Zu spezifischen Risiken beim Wandern unter winterlichen Bedingungen kommen einem vermutlich als erstes Stürze auf Eis und Schnee in den Sinn. Ein Blick auf die Zahlen von Notfällen und Unfällen der DAV-Mitglieder im Beobachtungszeitraum 2018 bis 2022 zeigt uns allerdings, dass Unfälle beim Wandern auf Grund eines Sturzes in den Monaten November bis März zu einem geringeren Anteil auftraten (36 %) als in den Monaten April bis Oktober (54 %). Notfälle auf Grund körperlicher Probleme sind im Sommer wie im Winter zu gleichen Anteilen vertreten (14 %).
Die Hauptursache für Rettungseinsätze beim Wandern im genannten Zeitraum stellen Blockierungen dar, welche im Winter mit 46 Prozent fast die Hälfte aller an die DAV-Versicherung gemeldeten Rettungseinsätze zur Folge hatten. Dabei sind die Betroffenen per Definition unverletzt, aber aus unterschiedlichen Gründen in eine für sie ausweglose Notsituation geraten. Auslöser können sein: Verirren/Versteigen, psychische Überforderung, Erschöpfung oder kein gefahrloses Weiterkommen auf Grund von Wetter oder Verhältnissen.

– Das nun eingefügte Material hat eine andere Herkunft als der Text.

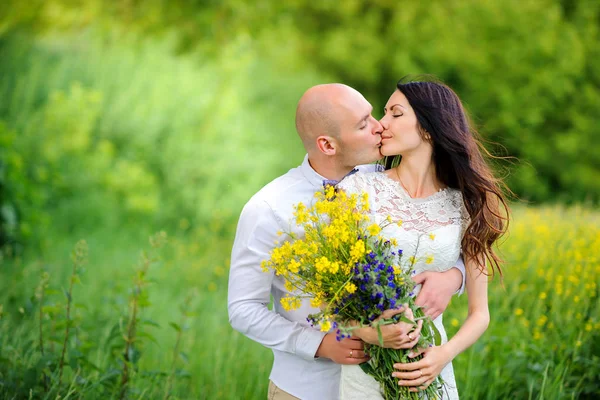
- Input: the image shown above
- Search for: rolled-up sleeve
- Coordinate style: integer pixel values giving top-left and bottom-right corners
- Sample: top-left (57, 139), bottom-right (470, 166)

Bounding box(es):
top-left (227, 199), bottom-right (325, 360)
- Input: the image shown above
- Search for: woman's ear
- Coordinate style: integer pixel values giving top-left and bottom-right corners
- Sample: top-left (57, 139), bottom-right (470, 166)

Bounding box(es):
top-left (317, 136), bottom-right (337, 156)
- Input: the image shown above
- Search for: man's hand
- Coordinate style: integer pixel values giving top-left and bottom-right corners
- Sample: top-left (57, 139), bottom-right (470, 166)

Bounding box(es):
top-left (353, 307), bottom-right (423, 349)
top-left (413, 268), bottom-right (462, 319)
top-left (315, 333), bottom-right (369, 364)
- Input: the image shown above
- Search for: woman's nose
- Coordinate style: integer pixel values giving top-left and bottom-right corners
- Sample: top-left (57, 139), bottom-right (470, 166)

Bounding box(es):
top-left (379, 117), bottom-right (388, 129)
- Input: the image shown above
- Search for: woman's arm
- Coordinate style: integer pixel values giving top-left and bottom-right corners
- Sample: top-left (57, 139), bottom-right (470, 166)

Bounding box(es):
top-left (392, 260), bottom-right (490, 391)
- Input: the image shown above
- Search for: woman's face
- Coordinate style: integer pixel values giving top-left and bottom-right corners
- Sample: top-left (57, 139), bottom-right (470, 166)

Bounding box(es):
top-left (379, 90), bottom-right (431, 156)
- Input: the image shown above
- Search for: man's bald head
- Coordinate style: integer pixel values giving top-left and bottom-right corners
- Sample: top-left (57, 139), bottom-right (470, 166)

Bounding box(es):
top-left (296, 83), bottom-right (362, 152)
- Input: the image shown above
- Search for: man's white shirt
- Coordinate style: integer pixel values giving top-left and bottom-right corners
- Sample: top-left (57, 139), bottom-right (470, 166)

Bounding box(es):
top-left (228, 156), bottom-right (465, 400)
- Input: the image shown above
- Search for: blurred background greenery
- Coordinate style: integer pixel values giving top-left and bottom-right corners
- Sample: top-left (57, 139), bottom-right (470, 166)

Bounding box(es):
top-left (0, 0), bottom-right (600, 398)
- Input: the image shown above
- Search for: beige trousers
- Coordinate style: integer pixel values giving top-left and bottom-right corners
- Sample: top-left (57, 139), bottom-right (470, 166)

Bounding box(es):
top-left (267, 381), bottom-right (300, 400)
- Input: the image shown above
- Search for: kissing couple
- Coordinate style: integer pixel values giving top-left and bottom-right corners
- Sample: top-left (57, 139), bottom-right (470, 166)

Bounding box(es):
top-left (228, 80), bottom-right (509, 400)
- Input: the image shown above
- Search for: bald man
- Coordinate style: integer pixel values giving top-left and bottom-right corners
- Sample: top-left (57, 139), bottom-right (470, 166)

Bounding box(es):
top-left (228, 84), bottom-right (462, 400)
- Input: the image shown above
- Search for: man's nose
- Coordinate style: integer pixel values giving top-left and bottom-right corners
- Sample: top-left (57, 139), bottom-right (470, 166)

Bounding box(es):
top-left (375, 119), bottom-right (385, 134)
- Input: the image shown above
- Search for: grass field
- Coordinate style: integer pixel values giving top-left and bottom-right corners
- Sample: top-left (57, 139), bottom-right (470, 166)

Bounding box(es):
top-left (0, 207), bottom-right (600, 399)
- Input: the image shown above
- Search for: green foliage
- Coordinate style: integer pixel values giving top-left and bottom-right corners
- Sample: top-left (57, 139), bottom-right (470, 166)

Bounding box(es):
top-left (0, 207), bottom-right (600, 399)
top-left (0, 0), bottom-right (600, 250)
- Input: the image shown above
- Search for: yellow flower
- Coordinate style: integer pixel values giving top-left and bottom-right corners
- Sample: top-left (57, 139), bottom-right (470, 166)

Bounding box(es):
top-left (346, 283), bottom-right (356, 293)
top-left (367, 224), bottom-right (381, 236)
top-left (288, 260), bottom-right (300, 274)
top-left (315, 257), bottom-right (330, 273)
top-left (325, 185), bottom-right (336, 200)
top-left (350, 239), bottom-right (367, 262)
top-left (310, 297), bottom-right (323, 308)
top-left (285, 280), bottom-right (294, 292)
top-left (321, 320), bottom-right (331, 332)
top-left (329, 261), bottom-right (340, 274)
top-left (360, 193), bottom-right (369, 211)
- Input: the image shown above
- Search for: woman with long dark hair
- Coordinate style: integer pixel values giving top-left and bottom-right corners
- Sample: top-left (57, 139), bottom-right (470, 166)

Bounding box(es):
top-left (340, 77), bottom-right (509, 400)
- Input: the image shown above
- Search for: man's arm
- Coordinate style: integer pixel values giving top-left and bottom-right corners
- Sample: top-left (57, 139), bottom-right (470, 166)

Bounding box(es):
top-left (227, 200), bottom-right (325, 360)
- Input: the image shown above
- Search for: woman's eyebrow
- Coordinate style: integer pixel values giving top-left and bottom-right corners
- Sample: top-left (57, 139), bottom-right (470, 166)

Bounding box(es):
top-left (383, 104), bottom-right (406, 112)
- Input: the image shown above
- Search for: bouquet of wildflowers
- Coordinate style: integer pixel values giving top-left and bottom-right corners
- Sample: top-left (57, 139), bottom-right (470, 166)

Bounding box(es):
top-left (262, 186), bottom-right (442, 399)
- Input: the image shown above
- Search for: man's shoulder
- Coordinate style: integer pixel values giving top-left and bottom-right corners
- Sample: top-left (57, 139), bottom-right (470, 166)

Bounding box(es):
top-left (356, 164), bottom-right (384, 173)
top-left (245, 167), bottom-right (306, 208)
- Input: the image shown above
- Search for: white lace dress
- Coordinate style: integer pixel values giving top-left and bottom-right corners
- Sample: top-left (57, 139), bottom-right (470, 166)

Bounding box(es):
top-left (338, 172), bottom-right (468, 400)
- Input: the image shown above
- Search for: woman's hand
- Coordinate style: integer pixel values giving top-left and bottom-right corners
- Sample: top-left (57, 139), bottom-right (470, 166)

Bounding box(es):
top-left (352, 305), bottom-right (423, 349)
top-left (392, 346), bottom-right (452, 392)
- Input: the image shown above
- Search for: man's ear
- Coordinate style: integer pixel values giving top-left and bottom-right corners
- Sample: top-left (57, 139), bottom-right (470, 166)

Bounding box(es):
top-left (317, 136), bottom-right (337, 156)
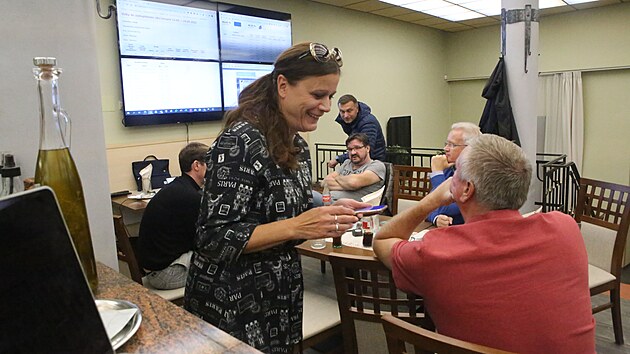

Meist führt eine Verkettung von Ereignissen in diese Sackgasse, in der Hilfe/Rettung von außen notwendig wird. Blockierungen lassen sich oftmals auf eine mangelhafte Tourenplanung, Unterschätzung der Verhältnisse oder der Fehleinschätzung des eigenen Könnens zurückzuführen. Mit den folgenden Kurzberichten von Betroffenen, die beim Wandern in eine Notsituation kamen und Rettung benötigten, möchten wir das Bewusstsein für Hauptrisikofaktoren sowie vermeidbare Fehlerquellen bei Wandertouren im Winter und zu Übergangszeiten stärken.
In Dunkelheit geraten
November, Tauern (Ammergauer Alpen): Beim Abstieg gerieten wir in Dunkelheit, durch die schwierigen Sichtverhältnisse kamen wir vom Weg ab und gerieten in Steilgelände, in dem kein Weiterkommen mehr möglich war.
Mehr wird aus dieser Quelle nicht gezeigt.